Le malheur rend Dieu absent pendant un temps, plus absent qu'un mort, plus absent que la lumière dans un cachot complètement ténébreux. Une sorte d'horreur submerge toute l'âme. Pendant cette absence il n'y a rien à aimer. Ce qui est terrible, c'est que si, dans ces ténèbres où il n'y a rien à aimer, l'âme cesse d'aimer, l'absence de Dieu devient définitive. Il faut que l'âme continue à aimer à vide, ou du moins à vouloir aimer, fût-ce avec une partie infinitésimale d'elle-même. Alors un jour Dieu vient se montrer lui-même à elle et lui révéler la beauté du monde, comme ce fut le cas pour Job. Mais si l'âme cesse d'aimer, elle tombe dès ici-bas dans quelque chose de presque équivalent à l'enfer. Malheur makes God absent for a time, more absent than a dead man, more absent than light in a completely darkened prison. A sort of horror submerges the entire soul. During this absence there is nothing to love. What is terrible is that if, in the gloom where there is nothing to love, the soul ceases to love, the absence of God becomes definitive. The soul must continue to love on empty, or at least continue to want to love, be it with an infinitesimal part of itself. Then one day God will show himself to it and reveal the beauty of the world as happened to Job.
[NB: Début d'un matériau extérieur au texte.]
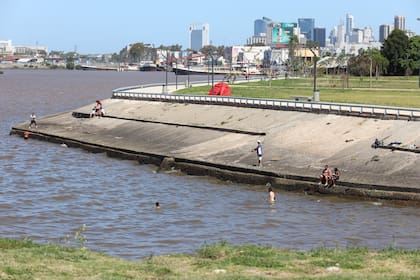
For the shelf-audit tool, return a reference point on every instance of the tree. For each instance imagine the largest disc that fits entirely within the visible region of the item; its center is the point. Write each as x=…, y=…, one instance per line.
x=394, y=50
x=293, y=60
x=367, y=61
x=413, y=52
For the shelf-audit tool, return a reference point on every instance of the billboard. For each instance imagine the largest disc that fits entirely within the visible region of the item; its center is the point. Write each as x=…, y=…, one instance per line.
x=281, y=33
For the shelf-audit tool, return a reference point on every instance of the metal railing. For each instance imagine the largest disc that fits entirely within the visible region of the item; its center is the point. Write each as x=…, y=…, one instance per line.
x=143, y=92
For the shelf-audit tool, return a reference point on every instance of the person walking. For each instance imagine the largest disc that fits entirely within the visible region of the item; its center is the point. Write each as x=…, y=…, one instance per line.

But if the soul ceased to love, it falls into something down here that is almost equivalent to hell.
C'est pourquoi ceux qui précipitent dans le malheur des hommes non préparés à le recevoir tuent des âmes. D'autre part, à une époque comme la nôtre, où le malheur est suspendu sur tous, le secours apporté aux âmes n'est efficace que s'il va jusqu'à les préparer réellement au malheur. Ce n'est pas peu de chose. That is why those who push into malheur men who are not ready to receive it are killers of souls. Also, in an age like ours where malheur is suspended over all, the help that is brought to souls is only efficient if it goes as far as to really prepare them for malheur. This is no small task.